Menurut analisis Freire (1970) yang di kutip Mansour Faqih bahwa ada tiga
kesadaran yang menjadi turunan dari tiga paradikma pendidikan sebagai berikut:
Pertama : kesadaran magis terbentuk pada masyarakat yang masih mempercayai hal-hal
yang supranatural. Masyarakat ini menyakini bahwa kekuatan besar yang mempengaruhi
kehidupan mereka adalah hal-hal yang gaib, mistis, dan supranatural. Sehingga hal-hal
gaib ini harus di tundukkan dengan sesajen, doa-doa atau jampi-jampi. Kuntowijoyo
menyebut masyarakat ini sebagai masyarakat tahap mitos. Masyarakat dengan kesadaran
magis, adalah masyarakat yang deterministika, dan pasrah pada takdir. Masyarakat ini
akhirnya , menerima saja terhadap ketidakadilan sosial yang terjadi. Masyarakat dan
kesadaran medis adalah masyarakat hasil dari pendidikan konservatif.
Kedua: kesadaran naïf adalah masyarakat yang memandang bahwa setiap ketidakadilan
sosial berakar dari kelemahan manusia. Masyarakat dengan kesadaran naïf terbentuk
pada masyarakat yang percaya bahwa kekuatan natural adalah kekuatan terbesar yang
mempengaruhi segala masalah didunia ini. Untuk itu kekuatan alam harus di tundukkan
oleh tangan dan usaha manusia. Bila alam tak bisa di tundukkan oleh manusia, yang itu
akan mengakibatkan kekacauan, maka manusia itulah yang lalai dan lemah. Dengan
kesadaran ini, masalah etika, retifitas, dan lain-lain dianggap sebagai perubahan sosial.
Ketiga: kesadaran kritis adalah masyarakat yang menyadari bahwa kekacauan didunia ini
di ciptakan oleh sistem yang di buat oleh manusia itu sendiri. Aspek sistem dan struktur
sebagai sumber masalah.
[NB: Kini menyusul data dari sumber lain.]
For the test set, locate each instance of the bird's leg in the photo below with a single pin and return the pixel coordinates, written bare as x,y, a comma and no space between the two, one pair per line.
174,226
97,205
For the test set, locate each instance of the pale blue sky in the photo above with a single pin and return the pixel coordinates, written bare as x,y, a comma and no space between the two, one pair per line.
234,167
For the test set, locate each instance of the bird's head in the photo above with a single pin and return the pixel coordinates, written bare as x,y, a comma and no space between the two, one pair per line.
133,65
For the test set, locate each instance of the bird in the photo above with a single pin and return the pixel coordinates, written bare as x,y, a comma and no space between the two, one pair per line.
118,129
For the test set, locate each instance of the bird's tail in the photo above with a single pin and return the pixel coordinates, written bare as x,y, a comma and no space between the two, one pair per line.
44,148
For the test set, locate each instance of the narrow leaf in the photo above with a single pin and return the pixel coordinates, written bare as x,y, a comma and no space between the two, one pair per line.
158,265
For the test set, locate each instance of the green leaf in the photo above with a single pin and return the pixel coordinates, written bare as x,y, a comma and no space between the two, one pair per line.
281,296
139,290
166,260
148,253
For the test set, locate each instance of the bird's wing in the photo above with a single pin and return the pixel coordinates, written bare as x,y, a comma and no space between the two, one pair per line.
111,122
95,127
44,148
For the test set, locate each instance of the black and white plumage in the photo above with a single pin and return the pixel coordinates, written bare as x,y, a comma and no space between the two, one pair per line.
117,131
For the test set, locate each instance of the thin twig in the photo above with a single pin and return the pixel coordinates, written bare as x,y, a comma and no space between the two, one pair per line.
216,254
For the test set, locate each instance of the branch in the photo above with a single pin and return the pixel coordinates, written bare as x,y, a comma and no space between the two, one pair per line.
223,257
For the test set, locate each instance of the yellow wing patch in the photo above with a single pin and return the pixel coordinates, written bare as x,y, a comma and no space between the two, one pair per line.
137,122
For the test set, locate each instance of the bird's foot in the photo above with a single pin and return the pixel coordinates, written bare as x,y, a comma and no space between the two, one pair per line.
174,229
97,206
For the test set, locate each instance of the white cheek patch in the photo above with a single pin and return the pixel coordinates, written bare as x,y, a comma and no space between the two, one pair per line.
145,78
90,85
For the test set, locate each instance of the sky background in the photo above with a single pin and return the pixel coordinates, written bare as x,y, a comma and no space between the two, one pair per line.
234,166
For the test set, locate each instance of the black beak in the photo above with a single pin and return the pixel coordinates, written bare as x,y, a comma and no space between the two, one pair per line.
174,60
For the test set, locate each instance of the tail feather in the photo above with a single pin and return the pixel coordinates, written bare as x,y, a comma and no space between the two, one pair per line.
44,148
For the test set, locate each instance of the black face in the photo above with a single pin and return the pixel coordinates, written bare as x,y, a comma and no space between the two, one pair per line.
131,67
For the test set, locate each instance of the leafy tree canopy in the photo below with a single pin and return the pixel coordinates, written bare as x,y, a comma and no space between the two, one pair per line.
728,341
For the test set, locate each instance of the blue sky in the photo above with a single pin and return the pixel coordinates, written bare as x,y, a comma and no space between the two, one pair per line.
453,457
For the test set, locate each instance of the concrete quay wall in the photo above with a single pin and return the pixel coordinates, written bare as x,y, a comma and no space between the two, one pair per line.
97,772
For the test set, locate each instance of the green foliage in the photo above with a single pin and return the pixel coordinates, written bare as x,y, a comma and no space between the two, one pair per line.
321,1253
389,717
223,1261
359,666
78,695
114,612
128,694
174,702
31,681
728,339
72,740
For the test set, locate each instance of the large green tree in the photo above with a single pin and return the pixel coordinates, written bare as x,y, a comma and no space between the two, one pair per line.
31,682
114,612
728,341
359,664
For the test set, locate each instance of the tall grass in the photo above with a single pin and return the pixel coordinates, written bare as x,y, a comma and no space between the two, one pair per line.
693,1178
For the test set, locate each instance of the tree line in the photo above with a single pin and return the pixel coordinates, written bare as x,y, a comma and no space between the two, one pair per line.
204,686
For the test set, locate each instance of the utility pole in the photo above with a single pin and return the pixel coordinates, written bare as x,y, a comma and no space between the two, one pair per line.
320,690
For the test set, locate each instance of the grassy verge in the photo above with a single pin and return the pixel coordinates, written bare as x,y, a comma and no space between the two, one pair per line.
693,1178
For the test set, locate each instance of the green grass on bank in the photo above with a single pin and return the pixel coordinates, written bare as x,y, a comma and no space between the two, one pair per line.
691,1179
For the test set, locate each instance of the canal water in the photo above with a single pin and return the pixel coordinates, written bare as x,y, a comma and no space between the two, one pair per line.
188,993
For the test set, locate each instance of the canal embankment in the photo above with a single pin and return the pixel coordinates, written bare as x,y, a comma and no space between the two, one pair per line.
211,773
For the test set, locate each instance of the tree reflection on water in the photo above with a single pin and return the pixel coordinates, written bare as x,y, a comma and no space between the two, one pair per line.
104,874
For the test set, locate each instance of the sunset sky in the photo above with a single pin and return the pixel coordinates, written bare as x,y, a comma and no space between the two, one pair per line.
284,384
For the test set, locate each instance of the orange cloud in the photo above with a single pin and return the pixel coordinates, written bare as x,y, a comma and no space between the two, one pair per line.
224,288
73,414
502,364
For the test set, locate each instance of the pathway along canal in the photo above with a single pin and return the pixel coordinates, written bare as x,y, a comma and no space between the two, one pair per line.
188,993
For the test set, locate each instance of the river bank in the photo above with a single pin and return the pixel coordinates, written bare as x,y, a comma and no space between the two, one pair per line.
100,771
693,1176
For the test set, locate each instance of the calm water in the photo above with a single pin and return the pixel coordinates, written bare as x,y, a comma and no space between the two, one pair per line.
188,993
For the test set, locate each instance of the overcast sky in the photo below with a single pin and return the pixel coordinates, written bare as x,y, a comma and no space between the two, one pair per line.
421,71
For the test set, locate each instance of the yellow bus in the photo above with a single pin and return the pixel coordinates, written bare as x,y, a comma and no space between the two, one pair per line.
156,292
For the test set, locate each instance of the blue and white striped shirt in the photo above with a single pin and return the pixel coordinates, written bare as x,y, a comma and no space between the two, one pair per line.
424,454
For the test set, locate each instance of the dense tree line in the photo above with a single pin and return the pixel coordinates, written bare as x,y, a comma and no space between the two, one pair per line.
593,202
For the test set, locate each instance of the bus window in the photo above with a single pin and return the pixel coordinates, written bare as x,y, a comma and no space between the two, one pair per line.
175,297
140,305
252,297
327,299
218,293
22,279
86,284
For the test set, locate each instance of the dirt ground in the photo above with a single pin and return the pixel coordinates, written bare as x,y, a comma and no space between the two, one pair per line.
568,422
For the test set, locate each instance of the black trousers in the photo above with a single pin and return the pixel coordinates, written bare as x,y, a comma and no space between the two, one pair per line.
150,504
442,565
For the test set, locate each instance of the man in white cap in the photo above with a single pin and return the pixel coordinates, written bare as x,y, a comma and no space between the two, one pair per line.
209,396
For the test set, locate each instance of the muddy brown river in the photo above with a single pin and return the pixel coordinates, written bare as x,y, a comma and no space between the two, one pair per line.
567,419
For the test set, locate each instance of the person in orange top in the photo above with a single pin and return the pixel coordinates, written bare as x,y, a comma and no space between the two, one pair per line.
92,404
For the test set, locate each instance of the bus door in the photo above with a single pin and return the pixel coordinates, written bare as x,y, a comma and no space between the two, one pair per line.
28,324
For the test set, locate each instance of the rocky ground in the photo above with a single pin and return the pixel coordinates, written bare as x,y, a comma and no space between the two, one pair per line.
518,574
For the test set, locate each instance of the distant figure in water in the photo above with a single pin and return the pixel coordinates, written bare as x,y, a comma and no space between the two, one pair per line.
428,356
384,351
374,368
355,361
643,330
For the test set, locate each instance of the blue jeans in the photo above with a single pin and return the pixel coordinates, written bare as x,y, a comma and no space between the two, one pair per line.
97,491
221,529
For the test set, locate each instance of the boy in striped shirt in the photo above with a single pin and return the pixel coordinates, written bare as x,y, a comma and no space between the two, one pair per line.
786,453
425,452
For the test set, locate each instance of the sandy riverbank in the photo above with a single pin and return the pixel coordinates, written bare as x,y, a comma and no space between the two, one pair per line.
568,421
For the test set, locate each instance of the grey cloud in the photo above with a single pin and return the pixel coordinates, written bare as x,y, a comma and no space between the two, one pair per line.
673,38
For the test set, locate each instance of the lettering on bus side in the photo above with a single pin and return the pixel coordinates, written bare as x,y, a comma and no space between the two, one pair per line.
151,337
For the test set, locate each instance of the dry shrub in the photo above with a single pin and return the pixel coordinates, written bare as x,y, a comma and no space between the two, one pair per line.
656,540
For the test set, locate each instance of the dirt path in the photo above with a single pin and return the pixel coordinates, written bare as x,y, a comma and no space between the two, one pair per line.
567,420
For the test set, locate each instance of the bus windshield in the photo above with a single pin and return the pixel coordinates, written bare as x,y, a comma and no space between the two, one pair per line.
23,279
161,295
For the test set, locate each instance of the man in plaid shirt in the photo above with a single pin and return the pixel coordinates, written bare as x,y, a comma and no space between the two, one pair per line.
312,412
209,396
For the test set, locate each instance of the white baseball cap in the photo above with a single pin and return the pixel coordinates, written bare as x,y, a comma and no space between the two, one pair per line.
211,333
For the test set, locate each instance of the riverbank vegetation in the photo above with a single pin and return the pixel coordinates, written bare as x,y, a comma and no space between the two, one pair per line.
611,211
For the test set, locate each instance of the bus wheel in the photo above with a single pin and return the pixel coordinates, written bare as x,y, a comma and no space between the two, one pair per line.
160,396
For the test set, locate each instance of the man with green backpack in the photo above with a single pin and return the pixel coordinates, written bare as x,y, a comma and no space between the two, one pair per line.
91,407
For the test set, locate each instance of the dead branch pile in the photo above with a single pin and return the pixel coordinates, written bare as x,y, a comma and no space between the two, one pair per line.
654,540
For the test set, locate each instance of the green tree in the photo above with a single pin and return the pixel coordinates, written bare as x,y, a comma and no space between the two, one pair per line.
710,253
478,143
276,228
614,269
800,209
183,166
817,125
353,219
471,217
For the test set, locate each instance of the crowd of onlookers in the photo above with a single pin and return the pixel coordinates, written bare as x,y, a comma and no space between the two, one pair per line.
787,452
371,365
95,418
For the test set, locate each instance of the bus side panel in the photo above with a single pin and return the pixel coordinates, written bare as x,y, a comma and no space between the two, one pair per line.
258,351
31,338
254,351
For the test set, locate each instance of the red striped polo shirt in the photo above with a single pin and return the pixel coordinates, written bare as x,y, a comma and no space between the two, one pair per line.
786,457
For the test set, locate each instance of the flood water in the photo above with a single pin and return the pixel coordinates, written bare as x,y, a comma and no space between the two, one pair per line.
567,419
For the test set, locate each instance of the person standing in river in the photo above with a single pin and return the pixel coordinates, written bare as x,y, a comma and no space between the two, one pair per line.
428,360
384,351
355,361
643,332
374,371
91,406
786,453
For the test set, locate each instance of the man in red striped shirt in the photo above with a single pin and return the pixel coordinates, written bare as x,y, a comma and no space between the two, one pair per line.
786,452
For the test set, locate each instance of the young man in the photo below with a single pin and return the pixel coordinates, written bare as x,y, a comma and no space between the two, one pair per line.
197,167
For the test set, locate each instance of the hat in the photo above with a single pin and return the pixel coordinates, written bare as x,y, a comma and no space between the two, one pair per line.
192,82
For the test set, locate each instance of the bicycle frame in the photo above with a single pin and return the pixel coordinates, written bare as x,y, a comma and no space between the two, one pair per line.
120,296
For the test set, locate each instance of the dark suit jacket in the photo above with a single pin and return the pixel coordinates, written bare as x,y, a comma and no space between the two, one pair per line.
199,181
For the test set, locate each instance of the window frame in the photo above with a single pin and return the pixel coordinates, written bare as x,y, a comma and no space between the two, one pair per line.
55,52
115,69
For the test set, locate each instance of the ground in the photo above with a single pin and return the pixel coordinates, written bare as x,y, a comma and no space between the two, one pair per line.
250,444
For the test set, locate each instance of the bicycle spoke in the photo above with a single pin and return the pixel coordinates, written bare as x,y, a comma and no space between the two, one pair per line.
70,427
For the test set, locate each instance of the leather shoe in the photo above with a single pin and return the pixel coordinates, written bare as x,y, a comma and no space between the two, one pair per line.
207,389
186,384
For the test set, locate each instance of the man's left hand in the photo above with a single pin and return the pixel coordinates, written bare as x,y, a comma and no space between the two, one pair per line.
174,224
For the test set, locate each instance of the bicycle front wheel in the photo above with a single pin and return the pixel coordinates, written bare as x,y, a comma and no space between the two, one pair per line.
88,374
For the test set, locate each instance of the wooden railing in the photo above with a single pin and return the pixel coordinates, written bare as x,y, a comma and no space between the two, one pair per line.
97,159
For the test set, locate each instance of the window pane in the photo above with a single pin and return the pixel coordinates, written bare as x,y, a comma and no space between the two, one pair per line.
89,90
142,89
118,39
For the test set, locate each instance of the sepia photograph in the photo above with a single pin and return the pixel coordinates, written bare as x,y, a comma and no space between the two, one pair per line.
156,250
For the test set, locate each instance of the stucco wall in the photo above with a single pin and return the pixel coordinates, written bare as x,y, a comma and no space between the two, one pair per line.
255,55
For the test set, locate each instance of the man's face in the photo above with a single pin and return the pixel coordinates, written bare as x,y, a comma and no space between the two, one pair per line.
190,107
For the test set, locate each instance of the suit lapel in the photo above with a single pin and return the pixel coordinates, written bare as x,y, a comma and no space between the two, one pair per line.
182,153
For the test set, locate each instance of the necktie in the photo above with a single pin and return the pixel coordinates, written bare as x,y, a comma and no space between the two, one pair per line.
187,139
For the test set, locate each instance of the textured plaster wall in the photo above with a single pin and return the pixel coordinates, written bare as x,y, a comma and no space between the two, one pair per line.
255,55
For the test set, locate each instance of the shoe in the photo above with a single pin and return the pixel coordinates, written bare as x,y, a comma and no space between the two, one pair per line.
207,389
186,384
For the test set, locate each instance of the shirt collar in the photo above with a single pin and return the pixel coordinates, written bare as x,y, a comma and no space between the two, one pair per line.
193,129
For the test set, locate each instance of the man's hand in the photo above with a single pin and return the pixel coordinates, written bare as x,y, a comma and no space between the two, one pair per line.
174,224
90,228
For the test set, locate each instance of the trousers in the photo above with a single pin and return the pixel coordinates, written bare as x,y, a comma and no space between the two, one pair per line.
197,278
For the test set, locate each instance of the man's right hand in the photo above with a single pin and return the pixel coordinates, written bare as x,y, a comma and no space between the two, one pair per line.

Masyarakat kritis adalah masyarakat yang keyakinannya telah
bergeser dari kepercayaan kekuatan terbesarnya pada alam menuju kekuatan manusia.
Untuk itu kekuatan manusia yang menjelma pada sistem ini harus ditunjukkan
dengan ilmu dan kesadaran kritis. Paradigma kritis dalam pendidikan, melatih peserta
didik untuk mampu mengidentifikasi ketidakadilan dalam sistem dan stuktur yang ada,
kemudian mampu melakukan analisis bagaimana sistem dan struktur itu bekerja, serta
bagaimana menstransfermasikannya.
Pola pendidikan yang kristis ini nyatannya tidak di minati oleh para ahli
pendidkan (pendidikan konservatif) sehingga bentuk praktek nya jarang kita saksikan di
Indonesia.

ANALISIS:

C. ALIRAN UTAMA FILSAFAT PENDIDIKAN ISLAM (FPI)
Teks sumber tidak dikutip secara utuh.